^[![Build status](https://github.com/sanskrit-coders/doc_curation/workflows/Python%20package/badge.svg)](https://github.com/sanskrit-coders/doc_curation/actions)
[![Documentation Status](https://readthedocs.org/projects/doc_curation/badge/?version=latest)](http://doc_curation.readthedocs.io/en/latest/?badge=latest)
[![PyPI version](https://badge.fury.io/py/doc_curation.svg)](https://badge.fury.io/py/doc_curation)

## doc curation

A package for curating doc file collections. Prominent features:

- Scrape texts off various sites, such as Wikisource. See example [here](https://github.com/sanskrit-coders/doc_curation/blob/master/curation_projects/misc/wikisource.py). (PS: Consider contributing to [raw_etexts repo](https://github.com/sanskrit/raw_etexts). )
- OCR some pdf with google drive.
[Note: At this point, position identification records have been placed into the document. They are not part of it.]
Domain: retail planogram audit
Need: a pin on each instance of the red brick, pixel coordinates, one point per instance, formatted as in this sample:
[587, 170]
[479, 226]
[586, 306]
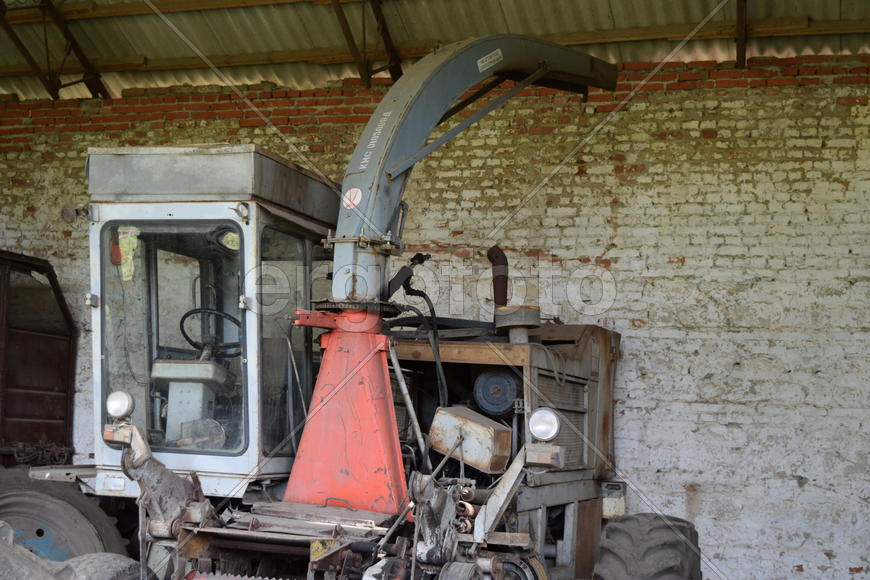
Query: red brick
[852, 101]
[852, 80]
[782, 82]
[731, 83]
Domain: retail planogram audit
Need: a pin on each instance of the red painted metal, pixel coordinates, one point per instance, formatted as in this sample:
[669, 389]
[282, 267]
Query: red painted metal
[350, 454]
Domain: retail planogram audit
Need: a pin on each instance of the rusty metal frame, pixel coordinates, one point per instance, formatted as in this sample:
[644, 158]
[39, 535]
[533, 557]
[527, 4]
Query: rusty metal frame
[12, 261]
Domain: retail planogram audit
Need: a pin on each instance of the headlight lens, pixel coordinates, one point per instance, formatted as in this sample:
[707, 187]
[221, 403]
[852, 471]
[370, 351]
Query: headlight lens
[119, 404]
[544, 424]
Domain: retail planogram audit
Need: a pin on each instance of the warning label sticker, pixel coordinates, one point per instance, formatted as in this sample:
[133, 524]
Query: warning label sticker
[351, 198]
[490, 60]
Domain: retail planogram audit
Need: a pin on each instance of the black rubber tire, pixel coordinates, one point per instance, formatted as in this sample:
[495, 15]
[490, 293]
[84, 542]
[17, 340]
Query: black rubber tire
[460, 571]
[75, 521]
[105, 566]
[647, 547]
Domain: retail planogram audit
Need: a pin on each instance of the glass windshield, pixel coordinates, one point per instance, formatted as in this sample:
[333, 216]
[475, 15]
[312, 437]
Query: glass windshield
[172, 331]
[292, 272]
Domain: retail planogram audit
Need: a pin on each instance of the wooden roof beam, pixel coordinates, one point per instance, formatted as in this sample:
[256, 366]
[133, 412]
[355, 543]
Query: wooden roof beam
[50, 84]
[91, 76]
[341, 55]
[394, 61]
[90, 10]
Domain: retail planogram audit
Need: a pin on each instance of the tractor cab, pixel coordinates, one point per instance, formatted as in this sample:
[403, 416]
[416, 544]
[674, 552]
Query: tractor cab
[199, 257]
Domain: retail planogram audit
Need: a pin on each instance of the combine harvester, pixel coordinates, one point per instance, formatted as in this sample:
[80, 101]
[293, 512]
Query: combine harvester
[484, 453]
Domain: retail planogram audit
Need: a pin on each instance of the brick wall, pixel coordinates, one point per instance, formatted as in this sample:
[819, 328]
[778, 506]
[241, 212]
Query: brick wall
[728, 208]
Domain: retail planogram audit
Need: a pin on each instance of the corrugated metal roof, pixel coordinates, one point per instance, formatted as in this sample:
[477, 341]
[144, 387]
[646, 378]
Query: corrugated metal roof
[310, 25]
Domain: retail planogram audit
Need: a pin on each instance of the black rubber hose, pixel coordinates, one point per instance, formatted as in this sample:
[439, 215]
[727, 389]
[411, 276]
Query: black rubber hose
[434, 340]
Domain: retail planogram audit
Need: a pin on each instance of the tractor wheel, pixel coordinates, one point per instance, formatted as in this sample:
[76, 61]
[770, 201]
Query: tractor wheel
[55, 520]
[461, 571]
[105, 566]
[647, 546]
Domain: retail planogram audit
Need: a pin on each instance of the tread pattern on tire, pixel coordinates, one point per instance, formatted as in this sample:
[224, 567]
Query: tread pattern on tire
[105, 566]
[17, 479]
[647, 547]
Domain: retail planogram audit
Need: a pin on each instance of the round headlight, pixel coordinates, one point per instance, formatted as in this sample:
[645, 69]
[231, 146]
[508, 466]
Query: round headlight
[119, 404]
[544, 424]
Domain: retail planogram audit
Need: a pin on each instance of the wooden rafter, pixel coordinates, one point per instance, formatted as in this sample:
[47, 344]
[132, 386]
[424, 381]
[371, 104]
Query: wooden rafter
[90, 10]
[91, 76]
[50, 85]
[337, 55]
[359, 58]
[394, 61]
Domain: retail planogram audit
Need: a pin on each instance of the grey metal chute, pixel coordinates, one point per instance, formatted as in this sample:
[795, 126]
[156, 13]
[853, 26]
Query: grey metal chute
[370, 215]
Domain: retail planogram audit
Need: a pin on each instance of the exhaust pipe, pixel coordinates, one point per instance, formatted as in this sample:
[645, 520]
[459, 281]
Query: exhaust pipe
[497, 258]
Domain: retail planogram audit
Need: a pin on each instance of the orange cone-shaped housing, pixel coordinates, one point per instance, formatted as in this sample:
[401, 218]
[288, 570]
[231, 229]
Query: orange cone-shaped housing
[350, 454]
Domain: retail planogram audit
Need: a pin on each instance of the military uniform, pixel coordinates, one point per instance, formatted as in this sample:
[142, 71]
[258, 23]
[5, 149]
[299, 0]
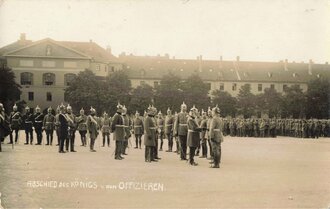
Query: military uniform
[15, 124]
[138, 130]
[92, 126]
[118, 130]
[82, 127]
[49, 124]
[105, 129]
[181, 130]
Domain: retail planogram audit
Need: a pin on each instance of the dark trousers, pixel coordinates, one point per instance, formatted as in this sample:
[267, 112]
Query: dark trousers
[191, 154]
[49, 134]
[106, 137]
[138, 140]
[118, 149]
[91, 145]
[216, 152]
[83, 137]
[70, 141]
[204, 147]
[170, 142]
[183, 143]
[16, 135]
[29, 132]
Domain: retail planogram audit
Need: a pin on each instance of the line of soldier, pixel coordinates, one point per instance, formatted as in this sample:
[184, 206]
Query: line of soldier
[300, 128]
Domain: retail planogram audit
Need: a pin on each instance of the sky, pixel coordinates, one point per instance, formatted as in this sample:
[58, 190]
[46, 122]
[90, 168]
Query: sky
[255, 30]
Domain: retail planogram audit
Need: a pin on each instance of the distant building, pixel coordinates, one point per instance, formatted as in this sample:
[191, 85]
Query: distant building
[224, 75]
[45, 68]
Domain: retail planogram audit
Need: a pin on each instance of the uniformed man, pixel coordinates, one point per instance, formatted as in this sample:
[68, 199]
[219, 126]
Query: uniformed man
[118, 130]
[138, 129]
[63, 126]
[150, 135]
[169, 120]
[92, 127]
[127, 126]
[203, 135]
[72, 129]
[15, 123]
[193, 137]
[48, 126]
[160, 129]
[82, 126]
[216, 136]
[181, 130]
[105, 129]
[38, 119]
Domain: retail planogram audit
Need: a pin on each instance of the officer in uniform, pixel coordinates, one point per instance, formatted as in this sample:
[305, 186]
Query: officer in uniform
[127, 124]
[181, 130]
[72, 129]
[28, 125]
[106, 122]
[82, 126]
[160, 129]
[92, 126]
[138, 129]
[38, 119]
[15, 123]
[48, 126]
[193, 138]
[118, 130]
[216, 136]
[150, 135]
[63, 126]
[169, 120]
[57, 125]
[203, 136]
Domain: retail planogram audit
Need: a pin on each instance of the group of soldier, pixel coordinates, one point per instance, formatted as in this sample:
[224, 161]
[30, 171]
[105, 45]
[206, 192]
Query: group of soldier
[187, 129]
[300, 128]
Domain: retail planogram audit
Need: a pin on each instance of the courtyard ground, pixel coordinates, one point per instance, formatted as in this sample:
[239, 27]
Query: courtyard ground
[255, 173]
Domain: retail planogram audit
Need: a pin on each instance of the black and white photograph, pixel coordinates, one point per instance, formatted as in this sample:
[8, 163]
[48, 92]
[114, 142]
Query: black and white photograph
[165, 104]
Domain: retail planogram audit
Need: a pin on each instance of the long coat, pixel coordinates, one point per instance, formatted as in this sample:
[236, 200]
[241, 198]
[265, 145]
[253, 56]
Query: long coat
[193, 136]
[138, 126]
[180, 125]
[215, 130]
[117, 127]
[149, 131]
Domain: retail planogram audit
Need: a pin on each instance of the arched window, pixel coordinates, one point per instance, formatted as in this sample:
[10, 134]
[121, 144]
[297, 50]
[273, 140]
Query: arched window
[48, 79]
[26, 78]
[68, 78]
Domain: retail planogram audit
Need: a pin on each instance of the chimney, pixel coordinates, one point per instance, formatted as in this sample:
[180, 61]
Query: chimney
[310, 67]
[286, 64]
[23, 37]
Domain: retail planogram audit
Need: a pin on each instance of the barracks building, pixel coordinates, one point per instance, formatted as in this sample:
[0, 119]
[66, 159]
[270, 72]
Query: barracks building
[45, 68]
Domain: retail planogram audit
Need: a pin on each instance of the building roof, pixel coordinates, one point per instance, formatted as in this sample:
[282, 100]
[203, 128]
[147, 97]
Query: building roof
[215, 70]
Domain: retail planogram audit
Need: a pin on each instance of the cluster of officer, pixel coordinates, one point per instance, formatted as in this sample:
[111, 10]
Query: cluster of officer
[255, 127]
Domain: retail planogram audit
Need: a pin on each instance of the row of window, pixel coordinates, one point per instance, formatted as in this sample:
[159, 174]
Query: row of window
[48, 79]
[49, 96]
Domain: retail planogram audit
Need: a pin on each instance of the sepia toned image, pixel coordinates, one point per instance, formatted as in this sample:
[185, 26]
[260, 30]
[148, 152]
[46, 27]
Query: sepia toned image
[164, 104]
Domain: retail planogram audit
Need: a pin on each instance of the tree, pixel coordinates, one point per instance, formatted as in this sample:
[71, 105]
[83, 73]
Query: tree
[269, 102]
[195, 92]
[294, 102]
[246, 101]
[9, 90]
[225, 102]
[142, 97]
[169, 93]
[84, 91]
[318, 99]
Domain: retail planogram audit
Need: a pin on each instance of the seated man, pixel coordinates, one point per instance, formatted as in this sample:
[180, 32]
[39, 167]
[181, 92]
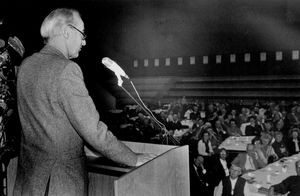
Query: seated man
[279, 145]
[248, 161]
[200, 177]
[291, 184]
[233, 185]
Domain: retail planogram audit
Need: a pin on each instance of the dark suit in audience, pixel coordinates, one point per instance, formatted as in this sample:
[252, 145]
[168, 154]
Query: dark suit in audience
[233, 185]
[200, 178]
[220, 170]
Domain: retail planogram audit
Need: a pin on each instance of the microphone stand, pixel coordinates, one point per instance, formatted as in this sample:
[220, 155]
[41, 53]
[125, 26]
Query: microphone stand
[167, 137]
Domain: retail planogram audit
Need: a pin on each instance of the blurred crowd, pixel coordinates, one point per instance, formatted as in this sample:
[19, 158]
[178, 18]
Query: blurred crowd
[205, 125]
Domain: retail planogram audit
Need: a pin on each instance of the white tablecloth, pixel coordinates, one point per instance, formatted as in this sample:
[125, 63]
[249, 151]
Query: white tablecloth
[236, 143]
[272, 174]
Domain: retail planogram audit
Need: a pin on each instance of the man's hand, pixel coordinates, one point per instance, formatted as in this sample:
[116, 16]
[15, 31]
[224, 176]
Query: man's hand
[143, 158]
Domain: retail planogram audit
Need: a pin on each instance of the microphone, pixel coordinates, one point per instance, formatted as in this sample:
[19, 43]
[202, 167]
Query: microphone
[113, 66]
[2, 43]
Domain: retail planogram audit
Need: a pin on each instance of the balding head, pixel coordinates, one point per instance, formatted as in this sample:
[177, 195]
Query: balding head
[52, 24]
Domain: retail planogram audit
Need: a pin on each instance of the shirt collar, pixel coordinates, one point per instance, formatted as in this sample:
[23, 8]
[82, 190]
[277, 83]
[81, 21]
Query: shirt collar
[48, 49]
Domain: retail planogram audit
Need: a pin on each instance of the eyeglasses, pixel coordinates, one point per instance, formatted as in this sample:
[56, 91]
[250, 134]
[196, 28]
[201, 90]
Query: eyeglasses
[82, 33]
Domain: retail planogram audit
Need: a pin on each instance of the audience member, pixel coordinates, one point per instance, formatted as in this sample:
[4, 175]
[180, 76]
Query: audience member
[266, 152]
[290, 185]
[200, 178]
[294, 142]
[249, 160]
[220, 166]
[279, 146]
[253, 129]
[233, 129]
[204, 146]
[233, 185]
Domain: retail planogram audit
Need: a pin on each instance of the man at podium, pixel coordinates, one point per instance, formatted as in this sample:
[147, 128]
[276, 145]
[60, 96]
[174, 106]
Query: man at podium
[58, 115]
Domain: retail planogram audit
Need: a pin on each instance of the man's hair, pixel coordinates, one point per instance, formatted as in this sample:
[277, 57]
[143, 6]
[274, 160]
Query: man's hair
[56, 19]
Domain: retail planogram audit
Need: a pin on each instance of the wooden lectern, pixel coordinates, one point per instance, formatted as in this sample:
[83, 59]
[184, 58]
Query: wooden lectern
[165, 175]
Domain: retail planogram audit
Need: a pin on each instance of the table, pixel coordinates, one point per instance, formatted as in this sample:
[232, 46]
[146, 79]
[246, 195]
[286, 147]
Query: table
[272, 174]
[234, 143]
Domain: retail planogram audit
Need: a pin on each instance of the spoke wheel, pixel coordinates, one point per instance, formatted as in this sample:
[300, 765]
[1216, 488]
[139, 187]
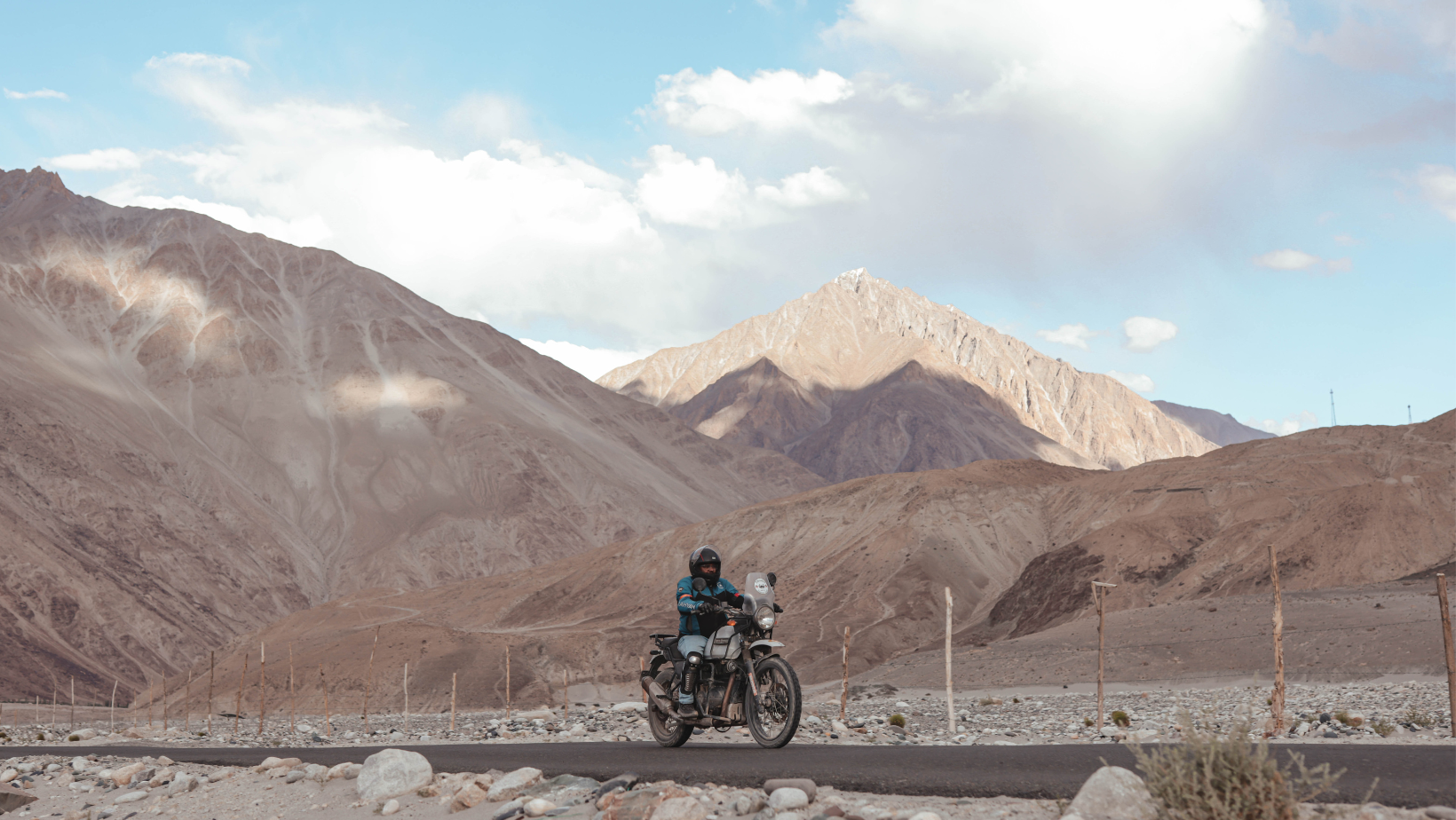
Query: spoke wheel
[773, 715]
[667, 730]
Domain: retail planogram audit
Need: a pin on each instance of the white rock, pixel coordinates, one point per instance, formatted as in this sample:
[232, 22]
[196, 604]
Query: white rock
[1114, 794]
[392, 772]
[788, 799]
[680, 808]
[511, 784]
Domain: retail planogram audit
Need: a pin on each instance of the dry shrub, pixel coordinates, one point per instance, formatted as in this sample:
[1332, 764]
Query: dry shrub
[1223, 777]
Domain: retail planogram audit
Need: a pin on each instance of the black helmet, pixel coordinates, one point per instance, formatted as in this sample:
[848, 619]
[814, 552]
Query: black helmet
[705, 556]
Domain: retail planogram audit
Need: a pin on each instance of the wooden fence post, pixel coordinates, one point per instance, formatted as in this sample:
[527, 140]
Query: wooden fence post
[1451, 650]
[1100, 595]
[238, 706]
[1278, 699]
[950, 690]
[328, 726]
[263, 686]
[370, 679]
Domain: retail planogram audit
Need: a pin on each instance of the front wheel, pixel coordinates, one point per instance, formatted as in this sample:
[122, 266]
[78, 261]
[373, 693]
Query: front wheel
[666, 729]
[773, 715]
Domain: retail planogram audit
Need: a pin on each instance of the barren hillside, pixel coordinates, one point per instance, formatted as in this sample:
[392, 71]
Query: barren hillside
[862, 377]
[1015, 540]
[204, 430]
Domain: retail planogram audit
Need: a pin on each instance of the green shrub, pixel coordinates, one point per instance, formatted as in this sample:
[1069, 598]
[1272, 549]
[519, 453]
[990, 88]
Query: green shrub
[1212, 777]
[1419, 718]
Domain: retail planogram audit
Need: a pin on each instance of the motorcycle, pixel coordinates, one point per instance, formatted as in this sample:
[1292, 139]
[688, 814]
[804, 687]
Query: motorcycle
[741, 681]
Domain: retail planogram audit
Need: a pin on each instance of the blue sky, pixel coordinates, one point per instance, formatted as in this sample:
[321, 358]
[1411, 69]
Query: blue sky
[1232, 204]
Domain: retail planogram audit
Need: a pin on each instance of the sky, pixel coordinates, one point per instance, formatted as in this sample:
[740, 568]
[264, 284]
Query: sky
[1229, 204]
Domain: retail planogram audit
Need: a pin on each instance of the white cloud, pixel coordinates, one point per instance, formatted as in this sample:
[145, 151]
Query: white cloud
[41, 93]
[1128, 63]
[1144, 334]
[1286, 259]
[700, 194]
[98, 159]
[1135, 381]
[1290, 424]
[773, 101]
[1072, 335]
[593, 363]
[1437, 184]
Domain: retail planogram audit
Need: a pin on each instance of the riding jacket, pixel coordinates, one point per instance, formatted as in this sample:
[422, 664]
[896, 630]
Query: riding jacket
[687, 618]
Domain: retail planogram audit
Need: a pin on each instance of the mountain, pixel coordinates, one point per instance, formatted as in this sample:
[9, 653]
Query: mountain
[1217, 427]
[862, 377]
[202, 430]
[1017, 540]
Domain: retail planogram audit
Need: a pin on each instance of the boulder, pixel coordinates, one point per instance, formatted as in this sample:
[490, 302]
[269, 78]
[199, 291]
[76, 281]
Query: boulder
[1114, 794]
[513, 784]
[788, 799]
[392, 772]
[803, 784]
[469, 797]
[637, 804]
[680, 808]
[12, 799]
[123, 775]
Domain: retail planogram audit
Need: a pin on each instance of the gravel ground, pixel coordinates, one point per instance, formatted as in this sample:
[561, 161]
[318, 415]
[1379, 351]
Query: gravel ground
[81, 790]
[1344, 713]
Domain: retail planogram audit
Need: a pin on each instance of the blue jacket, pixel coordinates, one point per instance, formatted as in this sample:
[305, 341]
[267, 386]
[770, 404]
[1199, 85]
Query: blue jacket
[687, 608]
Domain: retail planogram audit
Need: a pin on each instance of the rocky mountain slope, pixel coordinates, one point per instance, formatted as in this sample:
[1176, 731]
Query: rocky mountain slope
[1217, 427]
[1017, 540]
[862, 377]
[204, 430]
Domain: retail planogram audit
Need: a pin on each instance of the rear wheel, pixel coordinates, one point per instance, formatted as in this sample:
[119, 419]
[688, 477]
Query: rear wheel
[667, 730]
[773, 715]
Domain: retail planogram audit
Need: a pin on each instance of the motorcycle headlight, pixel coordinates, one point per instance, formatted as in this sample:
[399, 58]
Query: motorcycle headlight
[764, 617]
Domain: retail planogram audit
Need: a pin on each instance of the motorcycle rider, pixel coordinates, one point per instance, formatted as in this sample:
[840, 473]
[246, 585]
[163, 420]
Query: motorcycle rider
[700, 617]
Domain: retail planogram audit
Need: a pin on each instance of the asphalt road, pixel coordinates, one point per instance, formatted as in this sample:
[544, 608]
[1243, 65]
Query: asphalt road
[1410, 775]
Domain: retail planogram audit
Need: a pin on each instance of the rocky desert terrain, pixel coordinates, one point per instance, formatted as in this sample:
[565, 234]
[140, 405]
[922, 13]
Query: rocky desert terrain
[1018, 543]
[202, 430]
[862, 377]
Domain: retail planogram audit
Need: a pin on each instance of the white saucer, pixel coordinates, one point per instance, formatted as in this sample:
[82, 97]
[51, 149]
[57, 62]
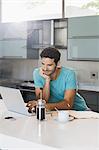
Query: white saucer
[70, 119]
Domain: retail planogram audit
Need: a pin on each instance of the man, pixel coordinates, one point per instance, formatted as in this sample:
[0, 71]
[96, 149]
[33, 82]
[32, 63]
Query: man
[58, 83]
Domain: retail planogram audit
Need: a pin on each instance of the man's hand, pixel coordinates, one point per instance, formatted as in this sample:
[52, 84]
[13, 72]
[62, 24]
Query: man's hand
[32, 106]
[44, 75]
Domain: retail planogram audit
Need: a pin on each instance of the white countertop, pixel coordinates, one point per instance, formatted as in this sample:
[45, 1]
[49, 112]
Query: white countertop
[89, 86]
[78, 134]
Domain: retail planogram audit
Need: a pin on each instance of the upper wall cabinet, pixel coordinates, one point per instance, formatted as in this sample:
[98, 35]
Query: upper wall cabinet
[38, 34]
[83, 26]
[83, 38]
[60, 33]
[13, 40]
[46, 33]
[13, 30]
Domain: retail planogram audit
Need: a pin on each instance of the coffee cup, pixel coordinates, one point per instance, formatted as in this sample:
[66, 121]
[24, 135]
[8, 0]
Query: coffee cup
[63, 116]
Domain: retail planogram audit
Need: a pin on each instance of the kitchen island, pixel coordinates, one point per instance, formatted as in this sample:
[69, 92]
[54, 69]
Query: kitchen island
[77, 134]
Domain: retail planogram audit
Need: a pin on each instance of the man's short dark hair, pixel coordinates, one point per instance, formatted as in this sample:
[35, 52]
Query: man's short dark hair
[52, 53]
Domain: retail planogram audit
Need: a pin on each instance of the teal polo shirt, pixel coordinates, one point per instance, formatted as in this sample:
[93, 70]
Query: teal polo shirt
[65, 81]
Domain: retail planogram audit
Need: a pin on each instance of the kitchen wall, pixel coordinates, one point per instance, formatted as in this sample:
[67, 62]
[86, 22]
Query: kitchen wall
[22, 69]
[83, 69]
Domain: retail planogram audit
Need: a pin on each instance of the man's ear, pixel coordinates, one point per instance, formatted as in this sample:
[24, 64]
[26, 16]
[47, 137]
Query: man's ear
[58, 64]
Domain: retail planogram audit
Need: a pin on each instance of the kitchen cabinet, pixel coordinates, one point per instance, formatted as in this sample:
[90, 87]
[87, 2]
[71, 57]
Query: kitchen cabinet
[91, 98]
[83, 38]
[14, 49]
[83, 26]
[13, 40]
[38, 34]
[60, 33]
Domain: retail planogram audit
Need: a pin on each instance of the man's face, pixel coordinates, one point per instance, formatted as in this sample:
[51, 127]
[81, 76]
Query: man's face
[48, 66]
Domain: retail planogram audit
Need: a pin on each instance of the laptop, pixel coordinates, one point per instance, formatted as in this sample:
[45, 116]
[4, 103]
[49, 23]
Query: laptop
[14, 100]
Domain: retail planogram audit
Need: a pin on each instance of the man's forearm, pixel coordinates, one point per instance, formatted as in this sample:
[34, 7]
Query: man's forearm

Automatically splits into 25 page bits and ocrs them individually. See usage example [here](https://github.com/sanskrit-coders/doc_curation/blob/master/curation_projects/pdf_tasks.py), function [here](https://github.com/sanskrit-coders/doc_curation/blob/master/doc_curation/pdf.py#L13).

## For users
* [Autogenerated Docs on readthedocs (might be broken)](http://doc_curation.readthedocs.io/en/latest/).
* Manually and periodically generated docs [here](https://sanskrit-coders.github.io/doc_curation/build/html/)
* For detailed examples and help, please see individual module files in this package.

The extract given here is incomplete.